Global headwinds, soft domestic economy
The Governing Council's decision to hold the policy rate at 2.25 percent comes amidst a complex global backdrop.
The ongoing conflict in the Middle East has intensified, leading to higher energy prices and disruptions in global supply chains, which are weighing on growth and pushing up inflation worldwide.
Concurrently, elevated trade policy uncertainty persists due to new US tariffs.
Domestically, the Canadian economy experienced a weaker-than-expected first quarter, with GDP edging down 0.1 percent.
While consumer spending saw a 1.4 percent increase, housing activity and business investment remained weak, and government spending unexpectedly pulled back.
The labour market showed volatility, with employment little changed since the start of the year, despite the unemployment rate falling to 6.6 percent in May.
The Bank expects GDP growth to resume in the second quarter, driven by consumer spending and stable housing, but anticipates the economy will remain in excess supply.

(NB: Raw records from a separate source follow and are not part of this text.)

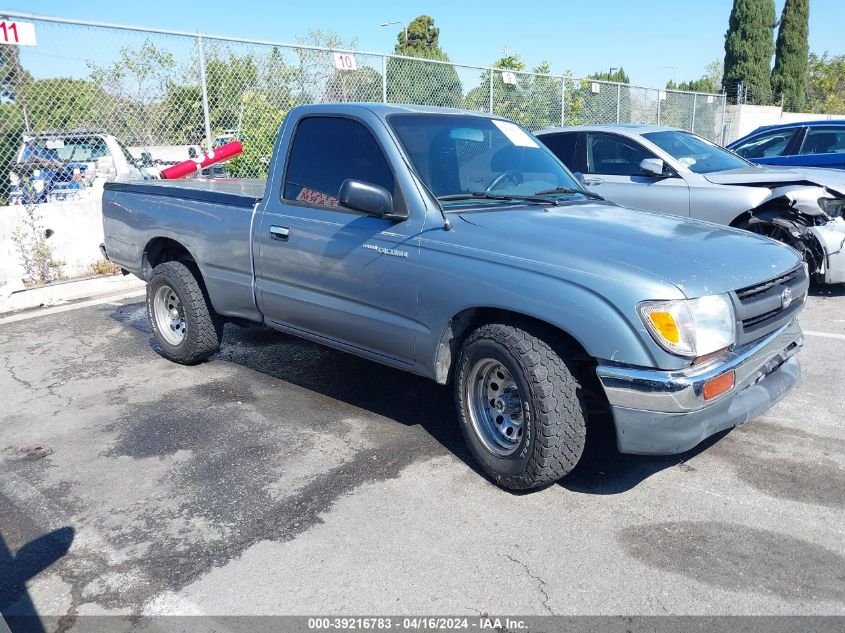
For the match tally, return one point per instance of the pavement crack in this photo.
(7, 363)
(541, 584)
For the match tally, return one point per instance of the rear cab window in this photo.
(768, 144)
(325, 152)
(824, 140)
(612, 155)
(563, 145)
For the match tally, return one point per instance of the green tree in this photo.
(826, 84)
(135, 86)
(11, 128)
(422, 82)
(64, 103)
(749, 48)
(697, 114)
(710, 81)
(618, 75)
(789, 77)
(602, 106)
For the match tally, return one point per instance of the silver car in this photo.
(673, 171)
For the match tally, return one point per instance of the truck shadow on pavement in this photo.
(603, 470)
(411, 401)
(16, 606)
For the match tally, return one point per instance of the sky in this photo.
(653, 40)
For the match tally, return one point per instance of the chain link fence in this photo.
(92, 102)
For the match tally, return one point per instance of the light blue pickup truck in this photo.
(455, 246)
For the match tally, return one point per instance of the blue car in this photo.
(807, 144)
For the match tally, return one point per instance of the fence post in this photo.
(694, 101)
(563, 100)
(491, 92)
(658, 106)
(618, 100)
(204, 93)
(384, 78)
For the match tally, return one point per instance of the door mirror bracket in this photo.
(653, 167)
(368, 198)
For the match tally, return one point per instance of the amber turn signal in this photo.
(718, 385)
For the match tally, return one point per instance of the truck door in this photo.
(330, 271)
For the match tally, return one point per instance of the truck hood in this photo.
(772, 177)
(699, 258)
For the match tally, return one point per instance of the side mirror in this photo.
(365, 197)
(652, 167)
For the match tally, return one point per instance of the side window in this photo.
(325, 152)
(824, 140)
(614, 155)
(562, 146)
(767, 145)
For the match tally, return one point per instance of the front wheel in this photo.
(183, 321)
(520, 407)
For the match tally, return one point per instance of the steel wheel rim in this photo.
(169, 315)
(496, 408)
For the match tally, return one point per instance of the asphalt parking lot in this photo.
(282, 477)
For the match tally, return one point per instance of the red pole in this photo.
(196, 165)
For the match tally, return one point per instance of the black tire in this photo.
(554, 418)
(203, 327)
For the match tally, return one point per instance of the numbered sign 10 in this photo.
(17, 33)
(345, 61)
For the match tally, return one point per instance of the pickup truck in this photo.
(57, 165)
(455, 246)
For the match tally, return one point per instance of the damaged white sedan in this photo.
(669, 170)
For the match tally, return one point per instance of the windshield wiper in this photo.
(485, 195)
(583, 192)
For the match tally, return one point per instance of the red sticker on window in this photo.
(312, 196)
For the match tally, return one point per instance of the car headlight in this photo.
(691, 327)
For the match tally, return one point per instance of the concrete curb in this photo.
(68, 291)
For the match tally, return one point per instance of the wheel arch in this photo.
(165, 249)
(468, 319)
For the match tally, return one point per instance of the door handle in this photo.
(280, 233)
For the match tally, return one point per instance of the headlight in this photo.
(691, 327)
(832, 206)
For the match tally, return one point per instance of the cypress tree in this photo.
(789, 78)
(749, 47)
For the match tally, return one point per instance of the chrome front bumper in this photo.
(663, 412)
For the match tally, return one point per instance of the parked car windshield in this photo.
(464, 154)
(694, 153)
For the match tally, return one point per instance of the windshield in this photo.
(458, 155)
(694, 153)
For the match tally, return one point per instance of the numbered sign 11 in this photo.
(17, 33)
(345, 61)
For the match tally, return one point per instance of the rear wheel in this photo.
(520, 406)
(183, 321)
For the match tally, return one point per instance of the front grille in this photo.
(760, 310)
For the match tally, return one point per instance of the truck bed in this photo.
(210, 217)
(239, 192)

Inflationary pressures, policy dilemma
CPI inflation rose to 2.8 percent in April, driven by higher energy prices and the statistical impact of the Canadian consumer carbon tax removal.

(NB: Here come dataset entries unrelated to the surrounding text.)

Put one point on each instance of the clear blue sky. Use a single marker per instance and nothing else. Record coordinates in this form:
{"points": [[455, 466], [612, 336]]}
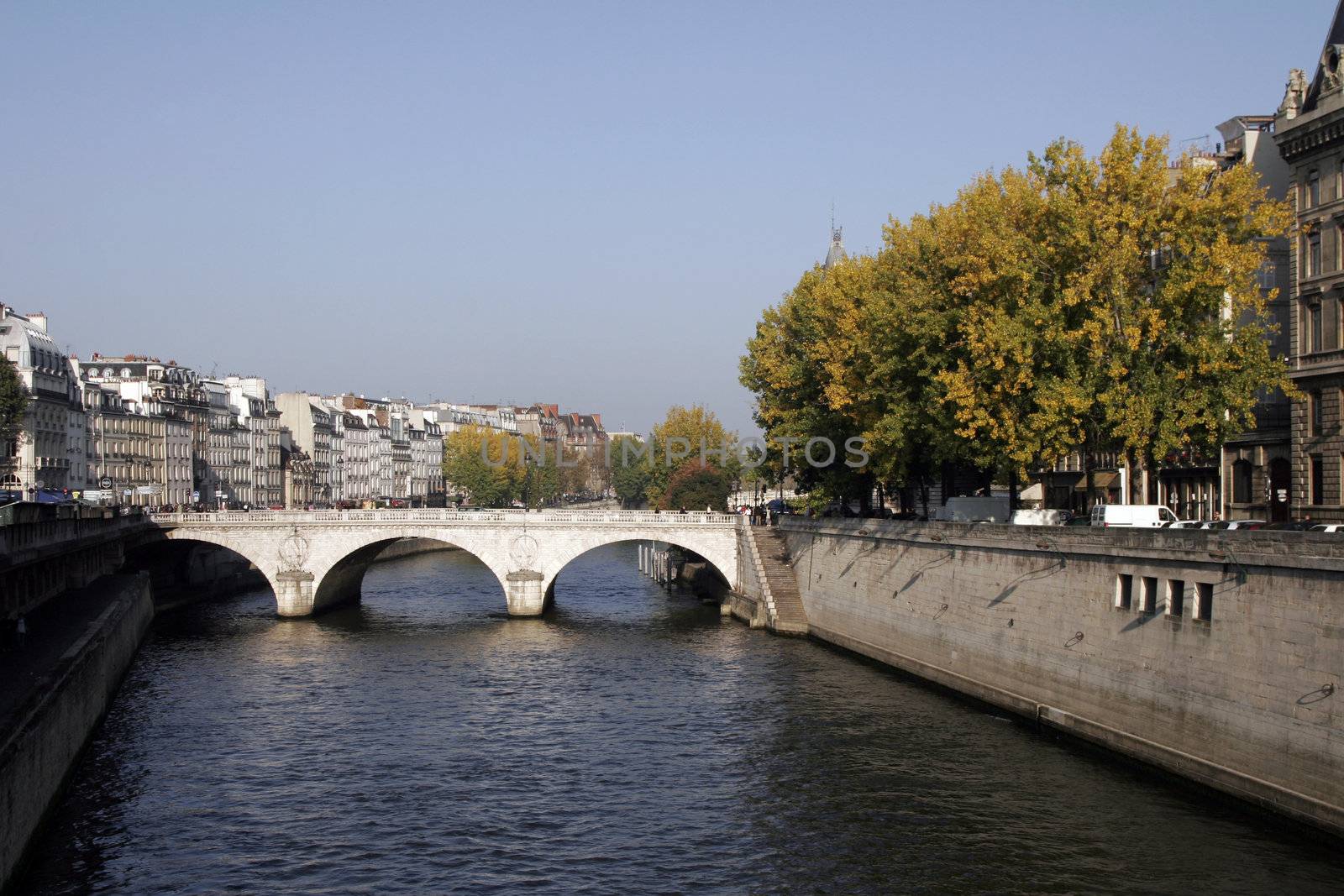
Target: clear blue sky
{"points": [[564, 202]]}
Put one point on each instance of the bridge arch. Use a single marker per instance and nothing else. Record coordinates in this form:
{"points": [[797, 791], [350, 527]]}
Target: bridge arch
{"points": [[342, 579], [316, 560], [722, 558], [172, 563]]}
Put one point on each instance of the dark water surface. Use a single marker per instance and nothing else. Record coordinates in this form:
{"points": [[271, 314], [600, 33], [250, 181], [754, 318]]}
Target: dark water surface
{"points": [[629, 743]]}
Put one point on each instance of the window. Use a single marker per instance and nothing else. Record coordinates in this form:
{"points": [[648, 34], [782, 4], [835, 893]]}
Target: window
{"points": [[1175, 597], [1268, 273], [1242, 481], [1203, 600], [1148, 600]]}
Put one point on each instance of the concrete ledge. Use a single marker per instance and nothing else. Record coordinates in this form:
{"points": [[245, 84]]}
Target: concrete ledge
{"points": [[1253, 790], [51, 727]]}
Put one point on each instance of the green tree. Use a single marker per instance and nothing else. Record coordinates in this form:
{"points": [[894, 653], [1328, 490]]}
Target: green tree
{"points": [[689, 434], [13, 401], [694, 486], [629, 470], [1102, 302], [494, 469]]}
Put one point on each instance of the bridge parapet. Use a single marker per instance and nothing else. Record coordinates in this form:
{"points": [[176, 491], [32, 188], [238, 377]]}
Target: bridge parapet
{"points": [[438, 515], [316, 559]]}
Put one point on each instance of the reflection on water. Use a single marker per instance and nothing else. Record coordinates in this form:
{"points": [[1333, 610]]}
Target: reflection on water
{"points": [[631, 741]]}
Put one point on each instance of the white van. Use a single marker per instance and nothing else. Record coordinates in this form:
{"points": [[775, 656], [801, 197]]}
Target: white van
{"points": [[1135, 515]]}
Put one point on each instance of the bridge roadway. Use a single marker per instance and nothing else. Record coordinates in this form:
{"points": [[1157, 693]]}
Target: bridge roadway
{"points": [[316, 559]]}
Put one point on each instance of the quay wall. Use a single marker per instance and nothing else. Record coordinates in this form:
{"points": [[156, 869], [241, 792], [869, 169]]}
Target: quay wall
{"points": [[42, 738], [1079, 629]]}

The Bank of Canada notes limited evidence of broad-based pass-through to other consumer prices, with core inflation measures around 2 percent.
Elevated oil prices, now roughly $10 a barrel higher than assumed in the April Monetary Policy Report, mean CPI inflation is expected to hover near 3 percent in coming months before gradually easing toward 2 percent.
The Bank's Governing Council agreed to "look through" the war's near-term impact on inflation, but remains vigilant against broad-based persistence.
The combination of economic weakness and rising inflation presents a policy dilemma, which the current unchanged rate balances.
Nimble policy in uncertain times
The Bank of Canada's decision reflects a delicate balancing act in an environment of unusually elevated uncertainty.
While the current hold aims to navigate immediate risks, the explicit mention of potential rate cuts due to trade restrictions or increases from persistent energy inflation highlights a highly conditional forward path.
This signals a central bank prepared for rapid adjustments, prioritizing flexibility over firm guidance amidst complex structural changes in the economy.